Wednesday, November 10, 2010

I WAS TOLD THERE'D BE CAKE (BY) SLOANE CROSLEY

Published 2008, 228 pages
Characters: N/A
Writing: C+
Plot: C
Pacing: C+
Poignancy: C

In my recent review of The Thieves of Manhattan, I complained that maybe humor books just aren't for me anymore.  While my lament was certainly relevant to that novel, it was equally inspired by I Was Told There'd Be Cake, which I had started previously and, after struggling through a few stories, put down in frustration.  I almost never picked the book back up, knowing there was little chance I would like it.  But I have a blog, and therefore a mission, and thus an obligation, dammit.  The book had to be reviewed.  And guess what?  I did not enjoy it.  I Was Told There'd Be Cake is a collection of "humor" essays — modern confessional essays in the vein of David Sedaris, focusing on the wacky things that happen in the author's life and her self-deprecating reactions to said wacky things.  It's probably unfair to compare everything in this genre back to Sedaris, just like every other review of I Was Told There'd Be Cake does, but whatever — Cake is essentially a watered-down version of Sedaris without any of the insight or humor.

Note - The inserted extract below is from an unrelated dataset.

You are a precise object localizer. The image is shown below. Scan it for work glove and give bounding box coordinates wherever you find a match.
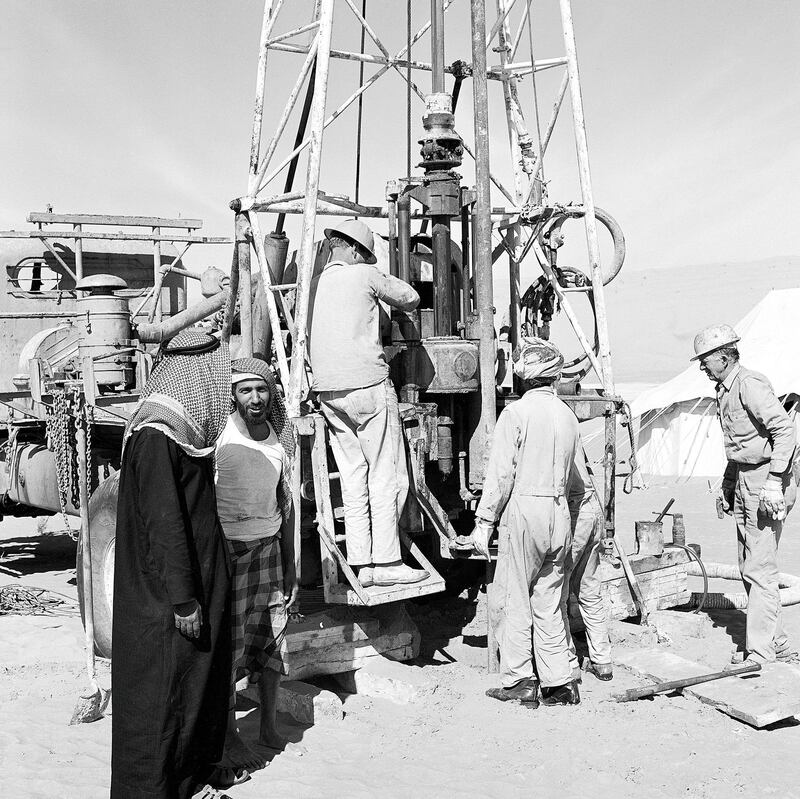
[758,480,786,521]
[469,519,494,560]
[717,483,736,519]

Ultimately, anyway, humor can't really be analyzed, since it's mostly subjective.  Nonetheless, I'm perplexed as to what in this book was meant to be funny at all.  I hate to be so cruel, but this collection reads like an assortment of LiveJournal entries that some college senior shipped off to a publisher.  It's choppy, banal and never says anything interesting or insightful.  Sure, any slice-of-life story can be funny if told the right way, with a strong voice, and Crosley doesn't go for cheap shocks or obvious hyperbole.  It's undoubtedly grounded in reality, no question.  But that's just the problem.  These are the sort of stories you tell your own friends, while wasted, to maybe get a few chuckles.  The sort of stories you write while pissed-off over the day's events and later read to your writing workshop so you can vent — and maybe get a few sympathetic smiles.  Crosley establishes herself as an average person from a wealthy suburban background, who's never had to work all that hard, who's suffered the same mild embarrassments and set-backs that everyone has suffered, but still manages to find time to condescend to those around her.  She's had bosses that were mildly irritating, and yelled at her — but don't worry, she found a new job the day after she quit anyway, the day after 9/11 no less!  What luck!  She's self-deprecating, in an attempt to make herself seem even more average, but self deprecation is an art that she can't quite pull off, and instead it just makes her sound self-absorbed. 

I don't want this review to sound like a character critique when it's a review of a book, but such things are hard to get past when dealing with confessional essays — the writer's personality often is the story. The main problem with Cake, and my primary confusion with how Crosley got this published in the first place, is that Crosley is just not a very good storyteller.  Her tone is generic and predictable; her every-day subject matter is never elevated to anything else.  She's not witty; she just sounds exasperated.  Her narratives jump around clumsily and rarely have anything like a satisfying resolution.  Some of the stories here are strangely hard to follow for lightweight humor essays, and others end so abruptly and pointlessly that I began checking my copy for missing pages.  Without humor, without poignancy, without gripping storytelling or well-crafted prose, there's simply nothing here.